Islington Workshops Remediation Project

Project Overview

The 60 hectare Islington Workshop Site opened in 1882 as the main locomotive depot for Adelaide and until 1997 a wide variety of activities were carried out. Workshops which operated on the site included a foundry, electroplating shop, paint shop, blacksmith shop and numerous fabrication workshops. Industrial waste, including large quantities of friable asbestos generated from these operations, was dumped over the northern section of the site.

The contaminated site, which was directly adjacent to residential housing, was some 12 hectares in size. In addition to asbestos the landfill site also contained significant levels of heavy metals and hydrocarbons and other materials that exceeded safe levels for residential and industrial use.

These included:

  • Asbestos insulation, foundry wastes (sand and slag), electroplating wastes, waste oils, miscellaneous drummed materials, scrap metal and demolition rubble
  • Large quantities of friable asbestos (predominantly blue asbestos) Class 1 Carcinogen
  • Heavy metals (Cu, Pb, Zn, Cd, As)
  • Petroleum Hydrocarbons (localised)
  • Localised cyanide (drummed) and polyaromatic hydrocarbons

The once highly contaminated land, which posed potentially significant longterm health risks to the local community, is now full remediated.

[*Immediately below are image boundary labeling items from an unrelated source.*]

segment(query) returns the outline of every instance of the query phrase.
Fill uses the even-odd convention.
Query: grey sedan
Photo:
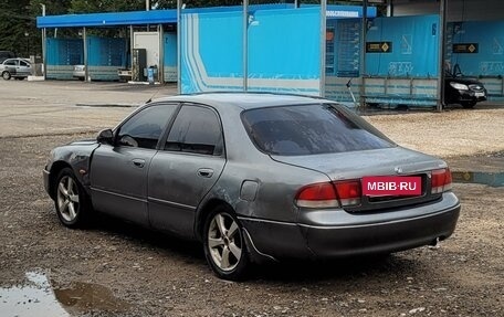
[[[55,148],[44,169],[64,225],[99,211],[198,240],[227,279],[264,261],[435,244],[459,218],[451,181],[444,161],[344,106],[275,94],[157,99],[95,140]]]

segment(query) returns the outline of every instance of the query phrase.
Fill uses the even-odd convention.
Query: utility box
[[[145,82],[144,70],[147,67],[147,50],[133,49],[132,81]]]

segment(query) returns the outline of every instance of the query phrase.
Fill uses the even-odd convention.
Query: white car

The site has been landscaped and handed over to the local council for use as a significant public park.

The solution of this project involved consolidation of the contaminated fill material on the site into a repository capped by a metre of clean soil on an area less than half of the footprint of the originally contaminated dump site. This is a safe, practical and cost-effective solution for a safe environment for nearby residents and workers.